Saturday, January 4, 2014: 9:00 AM
Embassy Room (Omni Shoreham)
Chase Richards, University of Pennsylvania
Like many a popular book or periodical, the Familienblätter, or "family papers," emerged from a broadening nineteenth-century print market. As general-interest magazines produced for domestic consumption, they emphasized variety and accessibility enhanced by wood-engraved pictures, a successful formula in the competitive publishing environment of the 1850s and 1860s. What most distinguished the family papers from their analogs in Great Britain, France, or the United States, however, were the aims of their creators, namely post-1848 liberals who shared the assumption that reading could pick up where legislating had left off. By bringing a subtle mixture of education and entertainment into the home, the family papers were initially intended not only to turn a profit, but also to galvanize civil society at its putative core and so complete the work of an abortive revolution, even in the midst of a harsh reaction. Harnessing the popular press to a wary crypto-liberalism, their pioneers sought to mold the politics of German readers without getting into trouble. Perhaps the most striking feature of the family papers was their rich and evocative illustration.

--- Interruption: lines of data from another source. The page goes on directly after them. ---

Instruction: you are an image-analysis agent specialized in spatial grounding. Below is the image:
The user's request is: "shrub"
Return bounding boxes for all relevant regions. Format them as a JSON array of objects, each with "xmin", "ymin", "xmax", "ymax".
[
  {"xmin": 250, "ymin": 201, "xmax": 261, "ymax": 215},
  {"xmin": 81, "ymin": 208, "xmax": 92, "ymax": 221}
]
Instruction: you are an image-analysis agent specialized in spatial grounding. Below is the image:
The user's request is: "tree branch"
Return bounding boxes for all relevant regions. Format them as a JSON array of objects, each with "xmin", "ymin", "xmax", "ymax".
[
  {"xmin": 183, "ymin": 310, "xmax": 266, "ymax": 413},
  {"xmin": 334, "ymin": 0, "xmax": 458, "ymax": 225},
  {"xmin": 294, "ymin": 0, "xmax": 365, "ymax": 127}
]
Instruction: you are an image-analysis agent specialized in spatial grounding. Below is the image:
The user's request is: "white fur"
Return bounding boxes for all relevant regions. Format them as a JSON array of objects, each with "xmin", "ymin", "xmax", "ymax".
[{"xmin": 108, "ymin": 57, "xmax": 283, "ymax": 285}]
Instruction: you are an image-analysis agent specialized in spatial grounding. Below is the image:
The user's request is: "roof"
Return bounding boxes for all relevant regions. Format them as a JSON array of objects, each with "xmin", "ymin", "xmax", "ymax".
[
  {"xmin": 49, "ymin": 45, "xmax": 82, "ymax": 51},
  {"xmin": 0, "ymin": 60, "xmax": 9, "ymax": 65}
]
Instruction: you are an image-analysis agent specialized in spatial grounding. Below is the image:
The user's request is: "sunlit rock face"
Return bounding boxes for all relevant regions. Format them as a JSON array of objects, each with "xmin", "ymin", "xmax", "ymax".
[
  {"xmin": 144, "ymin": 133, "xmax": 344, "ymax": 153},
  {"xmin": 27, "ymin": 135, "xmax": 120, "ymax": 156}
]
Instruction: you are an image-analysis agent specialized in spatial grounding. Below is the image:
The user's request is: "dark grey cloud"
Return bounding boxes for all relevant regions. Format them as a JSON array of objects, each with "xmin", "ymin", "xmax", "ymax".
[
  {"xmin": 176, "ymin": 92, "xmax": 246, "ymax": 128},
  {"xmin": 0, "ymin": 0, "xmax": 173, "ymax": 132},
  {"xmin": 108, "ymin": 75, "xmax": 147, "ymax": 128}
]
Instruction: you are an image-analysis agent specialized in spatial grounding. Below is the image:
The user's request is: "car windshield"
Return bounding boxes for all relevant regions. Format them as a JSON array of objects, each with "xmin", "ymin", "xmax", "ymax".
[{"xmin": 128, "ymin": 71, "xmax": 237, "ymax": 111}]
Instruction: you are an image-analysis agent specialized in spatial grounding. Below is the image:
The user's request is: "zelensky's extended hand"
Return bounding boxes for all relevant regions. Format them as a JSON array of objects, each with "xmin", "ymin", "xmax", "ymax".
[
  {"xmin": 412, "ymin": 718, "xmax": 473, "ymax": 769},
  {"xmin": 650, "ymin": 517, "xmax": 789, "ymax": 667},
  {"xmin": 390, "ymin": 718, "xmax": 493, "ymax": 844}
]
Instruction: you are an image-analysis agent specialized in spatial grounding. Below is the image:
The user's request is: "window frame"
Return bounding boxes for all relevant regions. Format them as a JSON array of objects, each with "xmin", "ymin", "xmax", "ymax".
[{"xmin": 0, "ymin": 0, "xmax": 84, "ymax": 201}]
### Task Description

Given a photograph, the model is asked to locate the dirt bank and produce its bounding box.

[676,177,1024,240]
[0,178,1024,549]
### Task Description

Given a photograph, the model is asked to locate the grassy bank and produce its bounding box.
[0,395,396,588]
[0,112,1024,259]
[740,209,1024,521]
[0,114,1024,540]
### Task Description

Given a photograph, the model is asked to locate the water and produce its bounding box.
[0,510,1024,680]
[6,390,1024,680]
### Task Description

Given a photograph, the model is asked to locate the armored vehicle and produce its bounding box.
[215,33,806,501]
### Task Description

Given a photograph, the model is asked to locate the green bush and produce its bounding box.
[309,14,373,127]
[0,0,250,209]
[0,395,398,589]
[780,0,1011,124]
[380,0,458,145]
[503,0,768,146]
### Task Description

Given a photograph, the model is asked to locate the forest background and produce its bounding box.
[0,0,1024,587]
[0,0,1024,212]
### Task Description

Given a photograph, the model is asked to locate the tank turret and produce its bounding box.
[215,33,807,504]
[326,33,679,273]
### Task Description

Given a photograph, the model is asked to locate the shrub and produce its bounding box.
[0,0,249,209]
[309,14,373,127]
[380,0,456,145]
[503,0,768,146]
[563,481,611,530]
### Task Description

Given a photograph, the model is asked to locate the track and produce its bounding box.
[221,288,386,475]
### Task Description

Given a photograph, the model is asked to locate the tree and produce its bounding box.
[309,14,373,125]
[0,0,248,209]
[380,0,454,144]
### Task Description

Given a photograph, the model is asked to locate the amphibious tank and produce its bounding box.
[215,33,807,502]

Technologically impossible anywhere before the 1820s and realizable in Germany only from the mid-1840s, wood-engraved imagery adorned the pages of successful family papers on a scale and with a degree of textual integration that neither lithography nor metal engraving could match. This essay discusses how the family papers achieved their cohesion as pictorial artifacts and worked to mediate impressions of the world through accessible and lively images, which both dazzled the eye and suggested a political future which need only be comfortably possessed, indeed whose conquest lay in plain sight.